Watching Daniel Bloom

Don’t we all have special needs, in some way?

Posted on: September 29, 2011

Today, after a long hiatus, I felt like writing again – in part because this blog has become a great way for me to keep a lot of close friends in the loop, and in part because I continue to find great solace through my writing.

In so many ways, a lot has changed since my last post, and yet in other ways, so much has stayed the same. The great news is that Daniel continues to make progress, specifically in some areas that I think may be the most crucial to his future.  At the same time, new “issues” have popped up, and as each day passes, the likelihood of Daniel just “growing out of all this” becomes less likely. I continue to have a very, very hard time thinking about that, and I also continue to have enormous faith in the fact that my kid will be the one to defy the odds.

Despite that, as time passes, I’m growing increasingly comfortable with the idea of Daniel being “the kid in the class with special needs”, and with me  being “the mother of the kid with special needs”.  If that’s not brutally honest, I don’t know what is. It’s also incredibly liberating to say out loud.

That became clear to me on a recent school trip when I was (once again) feeling stressed that other parents would question my parenting and (more importantly) criticize Daniel for not following rules or behaving in the “expected” manner. In a moment of self-preservation and an attempt at explanation, I found myself saying to another mother, “that’s my son – Daniel – he has developmental delays.”

Saying it out loud left me nauseous, overwhelmed,  and relieved at the same time. But the response I got made it all worthwhile.

“Oh, really? Daniel has always stood out to me. He has such kindness in his eyes.
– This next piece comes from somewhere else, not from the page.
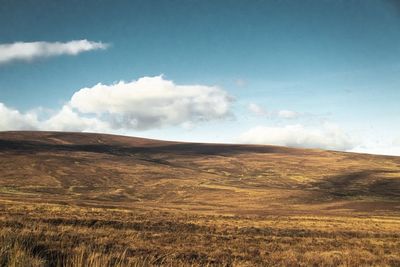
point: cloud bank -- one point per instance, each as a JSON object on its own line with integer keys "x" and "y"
{"x": 283, "y": 114}
{"x": 328, "y": 137}
{"x": 27, "y": 51}
{"x": 147, "y": 103}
I used to spend a lot of time in the classroom and Daniel has always seemed like such a calm and caring soul.”

My child, the same child who faced a parent petitioning for his expulsion from the school due to his “violent nature and biting,” just 2 months previous, was now being described as a calm and caring soul. (and no, I never wrote about the former situation because it was, quite frankly, too painful at the time)

I’m sharing this because it speaks so clearly to how different people can look at the same child, and yet see a totally different person.

I know that the child I see today is an amazingly loving, caring person. He has the deepest, funniest belly laugh I’ve ever heard, and when he knows you, and trusts you, he can look more deeply into your eyes – and into your soul – than anyone I know. He understands more than anyone gives credit for, and he’s smarter than any of us realize. He is moving forward every day in a way that continues to make me proud, and he is going to prove the world wrong.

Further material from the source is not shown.